As you might already be aware that ARM powers a variety of low-powered devices around us, including but not limited to, phones, routers, IoT devices, etc. Therefore, it is only logical to dig into this architecture and understand how it differs from x86 and x64 architectures. For this blog post, we will focus on 64bit ARM CPU as currently it is most commonly used. Our setup includes Ubuntu 16.04 on ARM Cortex-A53 CPU, which supports both 32bit and 64bit instruction set.
Compile the program:
$ gcc crack_me.c -o crack_me
Now let’s fire up GDB with the binary and start analysing. Note that I am using GEF (https://github.com/hugsy/gef) with GDB, so that, my prompt will look like gef> and not gdb>. Let’s start by disassembling the main function.
$ gdb ./crack_me
gef> disas main
Our attention goes directly to <check_pass> function at <main+64>, but before going there, you may want to take a moment and understand what these instructions mean. You can read up more about these on ARM’s documentation (https://developer.arm.com/docs/100069/latest/a64-general-instructions).
The following are some instructions, which are of importance to our analysis.
b – branch to label, like jmp statement
bl – branch with link to label, like call statement
b.ne – branch to label if not equal, like jne statement
b.eq – branch to label if equal, like je statement
Let’s dive into the assembly code. The numbering refers to the sections highlighted in the GDB disassembly output.
- In address 0x4007bc, <main+4>, the stack pointer (sp) register is mov’ed to register x29. Then we notice the main function arguments being accessed from x29 register. Note that offset 28 of x29 register contains argc and offset 16 contains argv (which is our input password). Upon comparing the argc value, if it is equal to 0x2, we branch (b.eq – branch if equal) to <main+52>.
- The next three lines <main+52>, <main+56>, and <main+60> expand the length of the size of argv string from 16 to 24 (16+0x8=24) and is referenced by x0 register.
- Then we call (bl – branch with link) to <check_pass> function.Let’s disassemble the <check_pass> function.
gef> disas check_pass
- In the address 0x400738, <check_pass+8>, the newly sized argv string is copied from x0 register to x29 register with offset 24. Then we see some stack canary operations, from <check_pass+12> till <check_pass+24>. Something is being stored on x29 register with offset 56 from address 0x411048, which is later compared at the end of the function from <check_pass+96> onwards till <check_pass+124>.
- Coming back to the body of <check_pass> function, we see that from <check_pass+32> onwards, something is being accessed from 0x4008d0 and stored into x29 register with offset 0x28 (40), probably the secret password?
- Then from <check_pass+60> onwards, x1 register points to the newly copied data from 0x4008d0 and x0 register points to the argv string in register x29 with an offset 24, followed by a call to strcmp (string compare between x0 & x1) function. The return value of strcmp function is stored in 16bit general purpose w0 register. If the strings are equal, then the w0 is set to 0x0, else it is set to 0x1.Coming back to the <main> function…
- The return value of <check_pass> function is stored in w0 register, which is copied to x29 register with an offset 44. Then at <main+76> we compare the value of w0 register to see if it is equal to 0x1. If not, we jump (b.ne – branch if not equal) to <main+100>, which will lead us to a success message, and finally exit the program.

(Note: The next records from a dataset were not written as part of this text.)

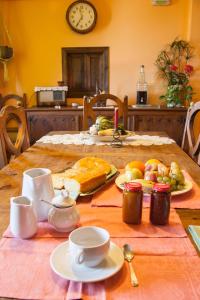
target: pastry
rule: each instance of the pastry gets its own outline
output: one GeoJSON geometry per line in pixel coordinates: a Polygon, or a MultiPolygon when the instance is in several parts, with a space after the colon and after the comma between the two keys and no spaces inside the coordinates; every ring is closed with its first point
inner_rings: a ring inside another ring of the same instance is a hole
{"type": "MultiPolygon", "coordinates": [[[[102,172],[96,173],[82,173],[73,177],[64,178],[64,187],[66,190],[72,190],[72,185],[75,186],[75,182],[79,183],[79,192],[87,193],[93,191],[98,186],[106,181],[106,174],[102,172]]],[[[77,189],[77,188],[76,188],[77,189]]]]}
{"type": "Polygon", "coordinates": [[[64,189],[64,177],[65,177],[65,173],[56,173],[51,175],[54,189],[56,190],[64,189]]]}
{"type": "Polygon", "coordinates": [[[109,174],[111,166],[104,159],[98,157],[84,157],[78,160],[72,167],[73,169],[93,169],[109,174]]]}
{"type": "Polygon", "coordinates": [[[52,174],[55,189],[73,190],[80,193],[93,191],[106,181],[111,166],[103,159],[85,157],[78,160],[71,169],[63,173],[52,174]]]}

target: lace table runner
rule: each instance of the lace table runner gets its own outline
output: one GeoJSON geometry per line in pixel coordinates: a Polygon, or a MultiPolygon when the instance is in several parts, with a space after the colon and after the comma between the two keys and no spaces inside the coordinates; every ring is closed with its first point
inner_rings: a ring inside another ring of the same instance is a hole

We will now start the program with a wrong password. But before that, we must add breakpoint, at the compare statement at <main+76>.
gef> break *0x400804
gef> run pass123
We have hit the breakpoint at the compare statement at 0x400804, <main+76>. Also, observe that the value of x0 register is 0x1. Since, x0 pointer is nothing but w0 register + 32 extra bits, x0 contains the return value of <check_pass> function. But based on hypothesis from analysis, this value should be 0x0 for the program to display us a success message.
Let us change its value…
gef> set $x0=0x0
Now let us continue with the execution.
Turns out our hypothesis was correct. Changing the value of x0 from 0x1 to 0x0 did the trick. Which means it will always check if w0 is set to 0x1 to display the incorrect message. We know this from the source code of our program. Therefore, going back to <check_pass> function, we had noticed something being copied from address 0x4008d0. Let’s inspect that for a bit.
This does not look like any valid assembly instruction, but the repetitions of 53 is suspicious, also 41 is ‘A’ in hexadecimal. This looks like a constant string. Let’s look deeper. Dumping 10 more lines from our address 0x4008d0…
Looking at 0x4008d0 and 0x4008d4, we can make out that it is a little-endian 8-bit string. Let’s try to decode it…
So, here we have the original password “PASSWORD”.
This was just another example of analysing binaries with GDB, but in a different architecture. Going ahead, we will deal with more complex programs, uncommon architectures, and weirder binaries.